I ran into this issue while characterizing the memory hierarchy with performance events. One test case is designed to exercise only the L1 data cache and never touch primary memory. Yet, the test case measured a rather significant number of data cache misses beyond the compulsory misses that I would have expected. The extra misses are most likely caused by timer interrupts. I now think of these extra misses as “background radiation” which bias measurement.

Such are the perils of performance measurement and analysis on single core!

Faster matrix multiplication (part 2 of 2)

Part 2 of two parts on matrix multiplication demonstrates a fast matrix multiplication program. The algorithm is a simple transformation of the textbook algorithm — the olde loop nest interchange. The transformation changes the slow access pattern to one of the arrays so that the program steps sequentially through the array elements in memory. Execution time speeds up from about 16 seconds elapsed time to 6 seconds. Not bad for a few minutes work!

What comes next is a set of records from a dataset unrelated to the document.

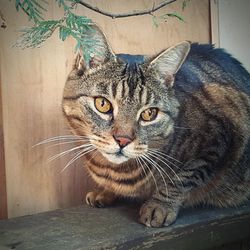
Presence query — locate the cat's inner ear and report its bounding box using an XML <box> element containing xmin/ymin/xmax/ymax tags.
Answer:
<box><xmin>73</xmin><ymin>25</ymin><xmax>116</xmax><ymax>72</ymax></box>
<box><xmin>150</xmin><ymin>41</ymin><xmax>190</xmax><ymax>86</ymax></box>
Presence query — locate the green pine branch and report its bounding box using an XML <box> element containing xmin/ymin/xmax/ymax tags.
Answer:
<box><xmin>15</xmin><ymin>0</ymin><xmax>48</xmax><ymax>23</ymax></box>
<box><xmin>12</xmin><ymin>0</ymin><xmax>190</xmax><ymax>62</ymax></box>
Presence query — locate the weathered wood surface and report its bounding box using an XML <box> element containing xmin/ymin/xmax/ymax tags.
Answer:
<box><xmin>0</xmin><ymin>205</ymin><xmax>250</xmax><ymax>250</ymax></box>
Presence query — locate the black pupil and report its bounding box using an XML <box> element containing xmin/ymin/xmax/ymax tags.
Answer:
<box><xmin>101</xmin><ymin>99</ymin><xmax>105</xmax><ymax>107</ymax></box>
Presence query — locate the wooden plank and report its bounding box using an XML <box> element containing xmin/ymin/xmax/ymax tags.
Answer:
<box><xmin>0</xmin><ymin>205</ymin><xmax>250</xmax><ymax>250</ymax></box>
<box><xmin>210</xmin><ymin>0</ymin><xmax>220</xmax><ymax>47</ymax></box>
<box><xmin>0</xmin><ymin>0</ymin><xmax>210</xmax><ymax>217</ymax></box>
<box><xmin>0</xmin><ymin>72</ymin><xmax>8</xmax><ymax>219</ymax></box>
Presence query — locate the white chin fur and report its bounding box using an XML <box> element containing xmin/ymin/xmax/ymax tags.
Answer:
<box><xmin>102</xmin><ymin>152</ymin><xmax>129</xmax><ymax>164</ymax></box>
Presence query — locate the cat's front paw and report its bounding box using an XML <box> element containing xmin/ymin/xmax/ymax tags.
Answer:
<box><xmin>140</xmin><ymin>201</ymin><xmax>178</xmax><ymax>227</ymax></box>
<box><xmin>86</xmin><ymin>191</ymin><xmax>115</xmax><ymax>208</ymax></box>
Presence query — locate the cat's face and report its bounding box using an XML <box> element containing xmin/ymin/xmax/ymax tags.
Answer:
<box><xmin>63</xmin><ymin>26</ymin><xmax>189</xmax><ymax>164</ymax></box>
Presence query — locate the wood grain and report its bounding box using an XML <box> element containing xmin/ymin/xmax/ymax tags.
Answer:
<box><xmin>210</xmin><ymin>0</ymin><xmax>220</xmax><ymax>47</ymax></box>
<box><xmin>0</xmin><ymin>72</ymin><xmax>8</xmax><ymax>219</ymax></box>
<box><xmin>0</xmin><ymin>0</ymin><xmax>210</xmax><ymax>217</ymax></box>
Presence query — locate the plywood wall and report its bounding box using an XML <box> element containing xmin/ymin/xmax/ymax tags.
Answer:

All of the key memory-related performance events are improved since the access pattern is a better fit with the underlying memory microarchitecture. The analysis shows that we need to be careful when interpreting the Data Cache Access event because this event counts nonsequential memory accesses instead of all level 1 DC accesses or architectural loads and stores.

Part 2 also discusses operation or instruction counting to analyze program complexity at a micro-level. I like to look at the assembler code generated by the compiler to see if there are any potential speed-ups. The article shows how to look at the assembler code using the GCC -S option and using the objdump program. I use instruction counting to check the operation and meaning of performance events like the ARM11 Executed Instructions event.

The Broadcom BCM2835 in the Raspberry Pi has an integer core and a Vector Floating Point (VFP) coprocessor. The VFP operates concurrently with the integer core. In fact, it operates quite independently and only synchronizes with the integer core at a few well-defined points. VFP instructions are allowed to complete out of order, which allows for greater speed, but makes FP exceptions somewhat imprecise. (Now exactly where did that underflow/overflow occur?) The VFP coprocessor has 32 registers of its own, which are organized as four 8-register banks. GCC uses the coprocessor for scalar floating point arithmetic, but doesn’t exploit any parallelism.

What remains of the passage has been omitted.